DENVER ( TheStreet) -- Shares of DCT Industrial Trust ( DCT) dipped Wednesday after the real estate investment trust reported an in-line fourth quarter but maintained a 2011 outlook with a fair amount of downside to Wall Street's consensus view.

The company posted fourth-quarter funds from operations of 10 cents per share late Tuesday, in line with the average analysts' estimate. Funds from operations, or FFO, is a performance figure generally used by REITs to define cash flow from operations.

For 2011, however, the REIT reiterated an outlook for FFO ranging from 33 to 38 cents per share. The company also forecast a loss of 7 to 14 cents per share for the year.
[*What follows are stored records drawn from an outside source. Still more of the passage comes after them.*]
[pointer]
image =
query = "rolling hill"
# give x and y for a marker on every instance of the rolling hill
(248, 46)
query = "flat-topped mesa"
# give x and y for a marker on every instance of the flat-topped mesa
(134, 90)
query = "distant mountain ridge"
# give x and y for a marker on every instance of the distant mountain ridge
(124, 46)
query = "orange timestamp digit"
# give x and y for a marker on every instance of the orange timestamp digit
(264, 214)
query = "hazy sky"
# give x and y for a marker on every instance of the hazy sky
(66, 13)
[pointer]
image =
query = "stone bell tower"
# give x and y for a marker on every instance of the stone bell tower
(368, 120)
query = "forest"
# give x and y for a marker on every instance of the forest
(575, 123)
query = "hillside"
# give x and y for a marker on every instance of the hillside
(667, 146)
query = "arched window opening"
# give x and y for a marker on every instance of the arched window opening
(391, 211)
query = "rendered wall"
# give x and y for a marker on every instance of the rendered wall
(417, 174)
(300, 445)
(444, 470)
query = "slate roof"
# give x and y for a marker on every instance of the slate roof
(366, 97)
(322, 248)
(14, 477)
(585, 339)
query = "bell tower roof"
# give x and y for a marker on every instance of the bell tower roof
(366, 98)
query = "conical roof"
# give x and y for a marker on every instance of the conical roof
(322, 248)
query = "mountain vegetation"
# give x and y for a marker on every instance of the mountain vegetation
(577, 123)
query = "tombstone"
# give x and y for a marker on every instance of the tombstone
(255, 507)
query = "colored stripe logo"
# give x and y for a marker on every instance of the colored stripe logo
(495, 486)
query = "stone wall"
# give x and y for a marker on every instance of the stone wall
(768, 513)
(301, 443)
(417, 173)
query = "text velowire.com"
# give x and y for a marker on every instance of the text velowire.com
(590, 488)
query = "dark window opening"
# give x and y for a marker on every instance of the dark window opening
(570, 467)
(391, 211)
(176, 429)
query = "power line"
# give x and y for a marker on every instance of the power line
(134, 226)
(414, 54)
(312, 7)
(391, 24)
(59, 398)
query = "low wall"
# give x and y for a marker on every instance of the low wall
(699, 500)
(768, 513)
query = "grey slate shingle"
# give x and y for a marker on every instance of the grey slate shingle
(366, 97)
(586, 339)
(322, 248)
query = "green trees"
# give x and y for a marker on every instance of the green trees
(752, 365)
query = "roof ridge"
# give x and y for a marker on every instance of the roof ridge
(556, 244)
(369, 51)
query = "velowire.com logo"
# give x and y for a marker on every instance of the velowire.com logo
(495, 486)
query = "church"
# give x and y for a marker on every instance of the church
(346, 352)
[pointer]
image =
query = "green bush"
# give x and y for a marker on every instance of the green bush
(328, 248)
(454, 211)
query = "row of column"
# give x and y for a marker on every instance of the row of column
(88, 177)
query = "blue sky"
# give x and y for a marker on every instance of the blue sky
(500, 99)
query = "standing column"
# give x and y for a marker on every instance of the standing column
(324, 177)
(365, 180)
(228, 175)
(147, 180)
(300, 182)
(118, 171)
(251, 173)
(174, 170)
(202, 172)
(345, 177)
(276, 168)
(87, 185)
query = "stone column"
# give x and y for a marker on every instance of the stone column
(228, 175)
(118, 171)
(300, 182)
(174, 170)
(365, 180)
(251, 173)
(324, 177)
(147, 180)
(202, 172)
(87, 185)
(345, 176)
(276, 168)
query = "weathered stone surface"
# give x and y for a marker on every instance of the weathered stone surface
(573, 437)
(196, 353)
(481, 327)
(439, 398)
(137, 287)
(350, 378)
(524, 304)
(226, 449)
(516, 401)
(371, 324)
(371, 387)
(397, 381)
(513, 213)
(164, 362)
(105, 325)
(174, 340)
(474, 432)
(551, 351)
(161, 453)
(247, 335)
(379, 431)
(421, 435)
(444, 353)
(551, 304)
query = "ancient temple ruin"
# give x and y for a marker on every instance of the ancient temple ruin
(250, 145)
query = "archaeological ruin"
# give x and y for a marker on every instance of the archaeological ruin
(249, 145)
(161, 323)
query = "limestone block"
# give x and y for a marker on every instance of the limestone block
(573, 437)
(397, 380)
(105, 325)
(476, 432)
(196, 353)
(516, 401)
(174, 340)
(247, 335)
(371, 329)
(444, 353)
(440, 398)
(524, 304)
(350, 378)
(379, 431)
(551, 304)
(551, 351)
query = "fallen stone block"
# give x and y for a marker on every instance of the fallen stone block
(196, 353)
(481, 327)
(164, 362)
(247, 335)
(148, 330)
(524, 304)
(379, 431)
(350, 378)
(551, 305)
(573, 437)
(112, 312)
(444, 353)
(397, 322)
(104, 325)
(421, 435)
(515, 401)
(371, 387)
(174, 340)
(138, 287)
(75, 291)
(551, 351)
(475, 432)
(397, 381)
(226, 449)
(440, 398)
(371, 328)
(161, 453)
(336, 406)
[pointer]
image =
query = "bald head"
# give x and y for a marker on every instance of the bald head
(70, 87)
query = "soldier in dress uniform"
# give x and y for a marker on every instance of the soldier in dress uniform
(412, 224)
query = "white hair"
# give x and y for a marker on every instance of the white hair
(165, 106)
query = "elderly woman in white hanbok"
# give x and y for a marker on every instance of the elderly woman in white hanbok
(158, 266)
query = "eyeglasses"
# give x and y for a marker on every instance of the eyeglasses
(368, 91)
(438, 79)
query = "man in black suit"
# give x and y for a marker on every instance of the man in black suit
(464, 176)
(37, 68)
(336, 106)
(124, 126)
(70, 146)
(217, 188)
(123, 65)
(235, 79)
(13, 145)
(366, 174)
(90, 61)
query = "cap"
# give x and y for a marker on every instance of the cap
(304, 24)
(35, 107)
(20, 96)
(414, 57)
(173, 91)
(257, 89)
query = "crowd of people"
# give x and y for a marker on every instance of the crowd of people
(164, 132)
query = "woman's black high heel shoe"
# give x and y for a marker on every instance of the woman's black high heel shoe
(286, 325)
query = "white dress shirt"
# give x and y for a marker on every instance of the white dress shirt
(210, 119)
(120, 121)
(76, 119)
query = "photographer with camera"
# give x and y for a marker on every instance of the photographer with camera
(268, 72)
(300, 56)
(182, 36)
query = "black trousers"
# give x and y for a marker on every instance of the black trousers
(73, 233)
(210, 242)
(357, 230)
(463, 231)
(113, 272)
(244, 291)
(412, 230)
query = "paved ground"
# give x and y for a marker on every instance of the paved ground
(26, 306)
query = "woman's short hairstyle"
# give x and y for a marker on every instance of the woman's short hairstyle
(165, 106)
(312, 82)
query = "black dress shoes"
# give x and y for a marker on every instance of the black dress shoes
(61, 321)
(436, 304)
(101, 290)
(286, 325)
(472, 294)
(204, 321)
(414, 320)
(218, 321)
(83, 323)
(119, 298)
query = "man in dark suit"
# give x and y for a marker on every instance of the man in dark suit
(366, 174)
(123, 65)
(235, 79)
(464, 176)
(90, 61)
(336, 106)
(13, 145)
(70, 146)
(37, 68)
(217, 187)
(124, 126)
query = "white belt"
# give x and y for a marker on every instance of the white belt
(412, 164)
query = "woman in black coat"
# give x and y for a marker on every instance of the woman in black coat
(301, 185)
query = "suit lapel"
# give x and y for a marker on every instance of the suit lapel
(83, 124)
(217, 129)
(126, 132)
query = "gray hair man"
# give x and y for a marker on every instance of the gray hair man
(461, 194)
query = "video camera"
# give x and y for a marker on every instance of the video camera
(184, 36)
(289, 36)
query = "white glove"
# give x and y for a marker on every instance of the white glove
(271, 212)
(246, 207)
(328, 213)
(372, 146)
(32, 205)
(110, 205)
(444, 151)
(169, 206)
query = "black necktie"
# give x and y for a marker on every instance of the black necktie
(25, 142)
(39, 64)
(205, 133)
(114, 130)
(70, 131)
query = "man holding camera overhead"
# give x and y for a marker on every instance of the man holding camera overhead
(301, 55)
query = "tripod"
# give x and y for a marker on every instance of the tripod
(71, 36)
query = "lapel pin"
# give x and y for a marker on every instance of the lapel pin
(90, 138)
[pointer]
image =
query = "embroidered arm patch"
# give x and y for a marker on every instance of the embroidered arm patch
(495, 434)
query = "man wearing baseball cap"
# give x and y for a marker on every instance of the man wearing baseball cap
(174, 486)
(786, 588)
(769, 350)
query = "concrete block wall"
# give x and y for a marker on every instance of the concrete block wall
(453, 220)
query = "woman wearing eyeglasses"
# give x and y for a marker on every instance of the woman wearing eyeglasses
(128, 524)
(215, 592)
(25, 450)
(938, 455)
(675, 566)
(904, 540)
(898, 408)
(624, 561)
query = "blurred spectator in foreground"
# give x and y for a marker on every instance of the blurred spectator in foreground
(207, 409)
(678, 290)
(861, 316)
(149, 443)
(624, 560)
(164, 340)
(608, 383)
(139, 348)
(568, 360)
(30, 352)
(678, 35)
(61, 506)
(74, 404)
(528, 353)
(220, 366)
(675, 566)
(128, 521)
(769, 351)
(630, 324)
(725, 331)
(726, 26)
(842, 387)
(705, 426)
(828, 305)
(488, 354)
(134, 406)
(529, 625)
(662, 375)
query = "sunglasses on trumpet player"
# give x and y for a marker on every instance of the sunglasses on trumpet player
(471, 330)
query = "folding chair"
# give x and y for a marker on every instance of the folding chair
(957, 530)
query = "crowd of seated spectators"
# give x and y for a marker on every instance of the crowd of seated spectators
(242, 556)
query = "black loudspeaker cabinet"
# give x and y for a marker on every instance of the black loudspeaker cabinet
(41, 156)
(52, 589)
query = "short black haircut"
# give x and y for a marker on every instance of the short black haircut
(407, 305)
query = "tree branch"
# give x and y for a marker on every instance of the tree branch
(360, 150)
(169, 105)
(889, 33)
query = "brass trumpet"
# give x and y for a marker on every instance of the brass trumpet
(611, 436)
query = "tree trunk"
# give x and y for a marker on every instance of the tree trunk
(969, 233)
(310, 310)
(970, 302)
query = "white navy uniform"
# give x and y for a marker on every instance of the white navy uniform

The current average 2011 estimates of analysts polled by Thomson Reuters are for FFO of 37 cents a share and a net loss of 12 cents a share.

The stock was down 11 cents, or 2%, to $5.43 in afternoon trades. Volume of 3.2 million eclipsed the issue's three-month trailing daily average of 2.7 million. Based on Tuesday's regular session close, DCT shares were up 19% in the past year; although they'd pulled back somewhat since hitting a 52-week high of $5.89 on Jan. 27.

The REIT's total consolidated occupancy increased to 87.4% as of Dec. 31, up from 82.7% in the year prior.

DCT maintained its quarterly dividend of 7 cents per share.

DCT, an operator of bulk distribution and light industrial properties, said it completed $79.1 million of acquisitions totally 921,000 square feet of space in the recent quarter, with an additional 884,000 square feet totaling $46.7 million closed in the first month of 2011.

DCT reported that same-store net operating income, or income at properties owned at least one year, declined 6.7% on a cash basis year-over-year.

DCT, which was recently listed among the 10 Top Buy-Rated Real Estate Stocks for 2011 , was upgraded to neutral from underweight last month and its stock price was set at $5, by analysts at JPMorgan Chase.

At that time, JPMorgan analyst Anthony Paolone cited his view that DCT's stock price offered relatively "decent" value to investors for the upgrade. He added that the company's "economically leveraged properties such as industrial should see more of a benefit as the recovery continues to unfold."

Keefe, Bruyette & Woods's Sheila McGrath recently highlighted DCT as one of her top REIT picks, saying that "although the company will continue to be negatively impacted by weak economy, it has the balance sheet strength to navigate through this challenging market and emerge as a beneficiary with external growth opportunities over the next several years."

McGrath said DCT's occupancy rate remains below stability "which we believe should allow for more potential upside as markets recover." McGrath also said that "DCT's internal growth profile can surprise on the upside by driving occupancy and acquisition opportunities are starting to emerge."